Crystal structures of two dis-symmetric di-Schiff base compounds: 2-({(E)-2-[(E)-2,6-di­chloro­benzyl­idene]hydrazin-1-yl­idene}meth­yl)-6-meth­oxy­phenol and 4-bromo-2-({(E)-2-[(E)-2,6-di­chloro­benzyl­idene]hydrazin-1-yl­idene}meth­yl)phenol

Each of the title dis-symmetric di-Schiff base compounds, C15H12Cl2N2O2 (I) and C14H9BrCl2N2O (II), features a central azo-N—N bond connecting two imine groups, each with an E-configuration.

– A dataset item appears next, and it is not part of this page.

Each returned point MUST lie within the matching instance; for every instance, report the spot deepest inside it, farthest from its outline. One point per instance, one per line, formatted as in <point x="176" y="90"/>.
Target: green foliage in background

One imine bond in each mol­ecule connects to a 2,6-di­chloro­benzene substituent while the other links a 2-hydroxyl-3-meth­oxy-substituted benzene ring in (I) or a 2-hydroxyl-4-bromo benzene ring in (II). Each mol­ecule features an intra­molecular hydroxyl-O—H⋯N(imine) hydrogen bond. The C—N—N—C torsion angles of −151.0 (3)° for (I) and 177.8 (6)° (II) indicates a significant twist in the former. The common feature of the mol­ecular packing is the formation of supra­molecular chains. In (I), the linear chains are aligned along the a-axis direction and the mol­ecules are linked by meth­oxy-C—H⋯O(meth­oxy) and chloro­benzene-C—Cl⋯π(chlorobenzene) inter­actions. The chain in (II) is also aligned along the a axis but, has a zigzag topology and is sustained by Br⋯O [3.132 (4) Å] secondary bonding inter­actions. In each crystal, the chains pack without directional inter­actions between them. The non-covalent inter­actions are delineated in the study of the calculated Hirshfeld surfaces. Dispersion forces make the most significant contributions to the identified inter­molecular inter­actions in each of (I) and (II).